Anybody going from California? Any problems taking back plants thru the airport?

Thanks


----------



## Phragper (May 11, 2018)

have been several times and for me, the easiest thing to do is pack them up. go to UPS and ship them home. it also allows you to buy more plants


----------



## abax (May 11, 2018)

Absolutely do as Phragper suggests. You'll get hassle at the airport and often
an extra charge for a carry on. I tried that once coming back from Redland and
I wish I hadn't!


----------



## gego (May 12, 2018)

Somebody said to pack them in the luggage and check it in. Do you think they will still open the luggage. I wont take them hand carry. 

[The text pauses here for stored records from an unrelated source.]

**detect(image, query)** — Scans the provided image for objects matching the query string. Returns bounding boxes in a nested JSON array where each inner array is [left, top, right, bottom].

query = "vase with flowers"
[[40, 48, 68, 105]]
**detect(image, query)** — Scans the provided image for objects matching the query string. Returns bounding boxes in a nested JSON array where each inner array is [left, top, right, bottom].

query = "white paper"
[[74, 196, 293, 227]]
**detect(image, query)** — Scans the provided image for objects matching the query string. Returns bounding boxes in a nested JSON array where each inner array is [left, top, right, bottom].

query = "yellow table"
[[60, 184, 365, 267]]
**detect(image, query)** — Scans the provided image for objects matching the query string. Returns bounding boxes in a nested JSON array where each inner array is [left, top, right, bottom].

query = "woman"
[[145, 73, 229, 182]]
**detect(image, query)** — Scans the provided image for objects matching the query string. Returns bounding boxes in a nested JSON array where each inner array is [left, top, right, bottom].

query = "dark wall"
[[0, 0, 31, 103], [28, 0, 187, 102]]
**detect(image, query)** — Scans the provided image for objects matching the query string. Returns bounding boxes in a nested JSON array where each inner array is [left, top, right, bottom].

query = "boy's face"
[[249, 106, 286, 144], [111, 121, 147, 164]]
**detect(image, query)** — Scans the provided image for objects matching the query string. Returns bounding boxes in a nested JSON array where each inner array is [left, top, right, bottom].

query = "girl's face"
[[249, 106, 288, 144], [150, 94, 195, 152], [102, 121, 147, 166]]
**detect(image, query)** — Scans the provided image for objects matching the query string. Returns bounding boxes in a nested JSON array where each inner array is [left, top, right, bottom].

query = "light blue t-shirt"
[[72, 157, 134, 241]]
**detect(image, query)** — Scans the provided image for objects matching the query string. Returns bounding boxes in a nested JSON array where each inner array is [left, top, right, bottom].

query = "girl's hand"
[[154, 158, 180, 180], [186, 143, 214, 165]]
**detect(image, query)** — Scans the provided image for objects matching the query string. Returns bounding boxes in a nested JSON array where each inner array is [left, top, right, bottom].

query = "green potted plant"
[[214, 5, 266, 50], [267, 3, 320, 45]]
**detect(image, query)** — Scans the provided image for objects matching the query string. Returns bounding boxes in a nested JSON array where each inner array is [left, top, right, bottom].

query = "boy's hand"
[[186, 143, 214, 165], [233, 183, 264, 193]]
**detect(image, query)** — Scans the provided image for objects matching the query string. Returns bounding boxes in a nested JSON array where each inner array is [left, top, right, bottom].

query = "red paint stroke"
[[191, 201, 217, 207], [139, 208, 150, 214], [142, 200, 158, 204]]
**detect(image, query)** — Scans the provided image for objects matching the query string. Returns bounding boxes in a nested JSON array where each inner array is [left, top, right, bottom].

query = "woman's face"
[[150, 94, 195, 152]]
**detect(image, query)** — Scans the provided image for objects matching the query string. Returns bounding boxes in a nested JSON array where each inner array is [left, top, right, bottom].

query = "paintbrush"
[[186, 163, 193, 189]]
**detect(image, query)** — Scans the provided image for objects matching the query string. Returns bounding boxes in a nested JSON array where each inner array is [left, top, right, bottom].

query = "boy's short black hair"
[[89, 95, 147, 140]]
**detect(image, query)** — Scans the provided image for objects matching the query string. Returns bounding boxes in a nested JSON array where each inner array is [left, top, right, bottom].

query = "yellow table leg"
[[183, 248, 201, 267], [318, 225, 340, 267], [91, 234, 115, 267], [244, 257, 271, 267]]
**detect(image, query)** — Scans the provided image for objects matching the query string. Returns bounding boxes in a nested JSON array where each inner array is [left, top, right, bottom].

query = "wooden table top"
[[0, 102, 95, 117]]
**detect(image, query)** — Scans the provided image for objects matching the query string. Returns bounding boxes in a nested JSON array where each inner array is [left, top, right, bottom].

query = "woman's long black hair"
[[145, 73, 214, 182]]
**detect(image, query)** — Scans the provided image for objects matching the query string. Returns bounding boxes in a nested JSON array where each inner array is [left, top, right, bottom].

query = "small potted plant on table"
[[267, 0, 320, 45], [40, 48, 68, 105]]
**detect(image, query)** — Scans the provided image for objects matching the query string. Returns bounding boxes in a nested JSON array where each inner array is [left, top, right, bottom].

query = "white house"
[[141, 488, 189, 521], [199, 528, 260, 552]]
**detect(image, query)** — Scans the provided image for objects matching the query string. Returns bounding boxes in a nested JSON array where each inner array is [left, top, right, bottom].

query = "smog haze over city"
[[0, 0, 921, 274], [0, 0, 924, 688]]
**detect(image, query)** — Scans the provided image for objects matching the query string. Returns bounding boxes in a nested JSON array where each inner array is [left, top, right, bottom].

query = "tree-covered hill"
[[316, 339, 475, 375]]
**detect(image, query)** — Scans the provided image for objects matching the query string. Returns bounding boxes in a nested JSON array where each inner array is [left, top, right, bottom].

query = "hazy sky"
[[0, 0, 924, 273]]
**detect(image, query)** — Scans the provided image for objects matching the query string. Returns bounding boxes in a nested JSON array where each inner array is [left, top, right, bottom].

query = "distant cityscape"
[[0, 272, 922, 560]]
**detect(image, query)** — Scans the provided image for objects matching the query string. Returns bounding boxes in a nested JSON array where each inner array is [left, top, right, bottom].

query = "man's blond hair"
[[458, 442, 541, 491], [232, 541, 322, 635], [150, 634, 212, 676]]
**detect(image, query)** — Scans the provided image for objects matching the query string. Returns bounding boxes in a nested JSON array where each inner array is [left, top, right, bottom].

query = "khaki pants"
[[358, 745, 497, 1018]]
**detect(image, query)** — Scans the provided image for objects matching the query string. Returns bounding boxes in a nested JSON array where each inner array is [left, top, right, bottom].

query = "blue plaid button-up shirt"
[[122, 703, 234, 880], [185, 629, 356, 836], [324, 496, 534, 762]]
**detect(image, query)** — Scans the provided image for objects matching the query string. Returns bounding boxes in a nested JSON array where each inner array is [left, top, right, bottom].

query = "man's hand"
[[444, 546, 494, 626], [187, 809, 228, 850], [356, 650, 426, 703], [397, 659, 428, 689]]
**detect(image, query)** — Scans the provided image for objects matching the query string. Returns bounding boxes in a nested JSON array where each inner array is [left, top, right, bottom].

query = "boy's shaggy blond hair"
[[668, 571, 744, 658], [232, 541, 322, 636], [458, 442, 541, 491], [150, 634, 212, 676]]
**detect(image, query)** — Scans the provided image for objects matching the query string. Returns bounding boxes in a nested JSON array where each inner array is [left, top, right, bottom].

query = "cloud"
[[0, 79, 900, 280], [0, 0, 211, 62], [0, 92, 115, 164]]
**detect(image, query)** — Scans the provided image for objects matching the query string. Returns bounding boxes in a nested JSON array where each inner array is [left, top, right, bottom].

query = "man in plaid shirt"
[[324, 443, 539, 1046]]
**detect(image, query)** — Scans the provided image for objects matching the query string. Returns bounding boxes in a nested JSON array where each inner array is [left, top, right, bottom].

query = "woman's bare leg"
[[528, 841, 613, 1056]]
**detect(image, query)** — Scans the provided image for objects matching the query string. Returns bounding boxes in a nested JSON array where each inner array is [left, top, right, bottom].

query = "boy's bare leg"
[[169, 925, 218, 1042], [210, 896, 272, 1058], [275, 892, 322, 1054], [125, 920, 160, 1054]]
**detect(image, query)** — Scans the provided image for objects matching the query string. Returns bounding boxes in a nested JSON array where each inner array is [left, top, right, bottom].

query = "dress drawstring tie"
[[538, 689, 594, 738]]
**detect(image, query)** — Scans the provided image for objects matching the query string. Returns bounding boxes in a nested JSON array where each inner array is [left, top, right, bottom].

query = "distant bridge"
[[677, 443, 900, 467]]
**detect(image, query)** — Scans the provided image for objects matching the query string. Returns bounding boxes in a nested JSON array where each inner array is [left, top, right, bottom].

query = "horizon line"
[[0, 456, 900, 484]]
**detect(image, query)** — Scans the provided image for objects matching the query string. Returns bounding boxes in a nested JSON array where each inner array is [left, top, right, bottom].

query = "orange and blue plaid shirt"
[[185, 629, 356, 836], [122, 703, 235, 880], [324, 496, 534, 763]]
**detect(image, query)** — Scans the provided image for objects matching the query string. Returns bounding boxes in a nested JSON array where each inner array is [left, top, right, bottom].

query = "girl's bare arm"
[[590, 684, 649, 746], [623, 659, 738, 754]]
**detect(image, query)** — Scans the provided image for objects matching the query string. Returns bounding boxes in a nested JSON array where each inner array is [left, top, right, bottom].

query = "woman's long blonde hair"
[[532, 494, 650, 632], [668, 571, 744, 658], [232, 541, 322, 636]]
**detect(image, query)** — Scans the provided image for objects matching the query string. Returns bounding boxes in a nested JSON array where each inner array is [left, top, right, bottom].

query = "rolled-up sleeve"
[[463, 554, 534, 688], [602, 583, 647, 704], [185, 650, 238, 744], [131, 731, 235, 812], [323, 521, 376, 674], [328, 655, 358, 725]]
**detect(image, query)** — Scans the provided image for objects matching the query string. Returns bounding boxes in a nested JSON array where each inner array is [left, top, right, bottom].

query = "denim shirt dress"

Sent from my SM-G955U using Tapatalk


----------



## cnycharles (May 13, 2018)

Well all luggage gets xrayed, just depends on if they think the plant in there is &lsquo;suspicious&rsquo; (or if it even shows up)


Sent from my iPhone using Tapatalk


----------



## Wendy (May 13, 2018)

I went once from Canada years ago. I bare-rooted everything and brought it back as carry on. Had all the necessary paperwork and it was easy stowing them above in a carry on bag.


----------



## suzyquec (May 15, 2018)

California has stick import restrictions on plants. If they get stopped by California agriculture without permits they will be confiscated. Be sure to stop by the USDA booth and get the documentation required no matter how you take them back.

Susan


----------



## Tom-DE (May 16, 2018)

pack them up and ship priority mail, that would be my choice if you buy a lot of plants. 

What I don't like about Redland is the weather---HOT!!!!!!! and you won't have many cool growing species available at the show either if that is what you mainly grow.


----------



## NYEric (May 17, 2018)

OMG! the vendor list, 
Fragrant and colorful Chiloschistas from Phrao and LOC
Paphs from Popow, Krull-Smith, Ching Hua, and Springwater
Catasetums from SVO...
Gego, if you see Ophrys for sale for about $5/bulb pick up a few for me please!!!


----------



## suzyquec (May 17, 2018)

Actually they will have cool growing Phrags from Peruflora, Ecuagenera and a few others. I go every year and the variety is amazing. 

Suzy


----------



## Tom-DE (May 17, 2018)

suzyquec said:


> Actually they will have cool growing Phrags from Peruflora, Ecuagenera and a few others. I go every year and the variety is amazing.
> 
> Suzy



I agree Redland do have wide variety of species and hybrids available, but if you are looking for some nice species from the Pleurothallid alliance( Pleurothallis, Stelis, Lepanthes....)or any cool growing Dendrobium species or even some Bulbo species, you will have to do pre-order with Ecuagenera or Peruflora. When they come to POE or even some NE shows in U.S., they normally bring a lot more cool growing species.


----------



## NYEric (May 18, 2018)

suzyquec said:


> I go every year and the variety is amazing.
> Suzy



Are you going this year?


----------



## suzyquec (May 18, 2018)

Yes of course I wait all year for this show! Do I need to look for you this year, if so email me?

Suzy


----------



## gego (May 19, 2018)

NYEric said:


> OMG! the vendor list,
> Fragrant and colorful Chiloschistas from Phrao and LOC
> Paphs from Popow, Krull-Smith, Ching Hua, and Springwater
> Catasetums from SVO...
> Gego, if you see Ophrys for sale for about $5/bulb pick up a few for me please!!!


I found some but $25 each. 

Sent from my SM-G955U using Tapatalk


----------



## NYEric (May 19, 2018)

Forget that!!!

Sent from my SM-G900T using Tapatalk


----------



## gego (May 19, 2018)

NYEric said:


> Forget that!!!
> 
> Sent from my SM-G900T using Tapatalk


Popow is pricey. 

Sent from my SM-G955U using Tapatalk


----------



## NYEric (May 22, 2018)

What did you get?


----------



## gego (May 24, 2018)

I got some sanderianum hybrids and some paph species from Sam.

I also got a few bifoliate catts from Brazil. 
I got a flask of thianum from Thailand, cant remember the name. Some phal species also. 

Between Popow, Springwater, Krull and some Asian vendors, there were some very desirable species to grab. But i decided to stick to multis for now. 

Sent from my SM-G955U using Tapatalk


----------



## NYEric (May 25, 2018)

Thanks for sharing.


----------